Blackman v. State

KIRSCH, Judge,

concurring.

I concur. I write separately only to note what I believe is a fundamental shift in Indiana’s constitutional jurisprudence.

In the landmark case of Price v. State, 622 N.E.2d 954 (1993), our Supreme Court held that Article I, Section 9 provides protections to Indiana citizens of the rights of freedom of expression independent of its federal counterpart and that the State may not materially burden political expression, which is a core value under Indiana’s Bill of Rights. Price had been convicted of disorderly conduct for “screaming” profanities at police officers while objecting first to a colleague’s arrest and then to her own. After several verbal exchanges, police directed Price to desist and threatened her with arrest for disorderly conduct, to which she responded “F— you. I haven’t done anything.” The Court reversed the conviction holding that Price’s loud and profanity-laced complaints about police officers conducting an arrest of a third party and then of Price herself was political expression which the State could not materially burden.

In J.D. v. State, 859 N.E.2d 341 (Ind. 2007), our Supreme Court held that speech, albeit political, was not entitled to constitutional protection under Article I, Section 9 of the Indiana Constitution where the speech “consisted of persistent loud yelling over and obscuring of [the arresting officer’s] attempts to speak and function as a law officer.” Id. at 344. The Court concluded that the speech “clearly amounted to an abuse of the right to free speech” and thus subject to accountability under Article I, Section 9.

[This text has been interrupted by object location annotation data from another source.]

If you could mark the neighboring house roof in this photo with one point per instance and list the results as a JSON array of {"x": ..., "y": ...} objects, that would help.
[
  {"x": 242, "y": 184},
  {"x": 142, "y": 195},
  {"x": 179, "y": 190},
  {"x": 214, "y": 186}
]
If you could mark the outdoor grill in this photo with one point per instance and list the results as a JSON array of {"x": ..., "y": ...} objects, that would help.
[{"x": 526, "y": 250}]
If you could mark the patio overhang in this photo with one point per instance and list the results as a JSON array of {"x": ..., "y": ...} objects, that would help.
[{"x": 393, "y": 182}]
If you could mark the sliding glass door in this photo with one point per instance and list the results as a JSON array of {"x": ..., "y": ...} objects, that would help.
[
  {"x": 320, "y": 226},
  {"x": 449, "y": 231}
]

I believe J.D. tacitly overrules Price. In Price, Justice Dickson dissented “strenuously disagreeing” with the majority5 and arguing that Price’s speech was not protected by Article I, Section 9 because it constituted an abuse of the right of freedom of expression6 — the same rationale *589utilized by the Court in J.D. where Justice Dickson was writing for a unanimous Court. There is no discussion in J.D. of core values or material burdens, only the conclusion that J.D. had abused the right of free expression. Finally, although the Court in J.D. distinguishes Price on the grounds that the harm in Price “did not rise ‘above the level of a fleeting annoyance,’” J.D. 859 N.E.2d at 344, in his dissent in Price, Justice Dickson made no mention of a “fleeting annoyance” but rather observed that “the majority posits that unreasonable noise which would otherwise constitute disorderly conduct must be shielded from criminal penalty if it is an expression of ‘concern about the role of police’ ” and concluded that the “message sent by today’s opinion is that persons confronted with imminent arrest may now react with unlimited noise and vulgarity — so long as such profanities include a protest about police conduct.” Price, 622 N.E.2d at 969 (Emphasis added.).

Without regard to whether J.D. is the death knell of Price and Indiana’s independent constitutional jurisprudence, Black-man’s speech here falls within that determined to be abusive by the Court in J.D. Accordingly, I concur in the majority’s decision.

. "The essence of the majority opinion is that a person facing arrest who protests by screaming vulgar profanities into the face of an arresting officer does not violate Indiana's disorderly conduct statute prohibiting unreasonable noise. I strenuously disagree.” Price, 622 N.E.2d at 967 (Dickson, J., dissenting).

. "Our constitution-makers did not intend protection for rude or vile language, but in*589stead assumed that citizens would remain civilly and criminally responsible for abuse of the right.’ Id. at 968.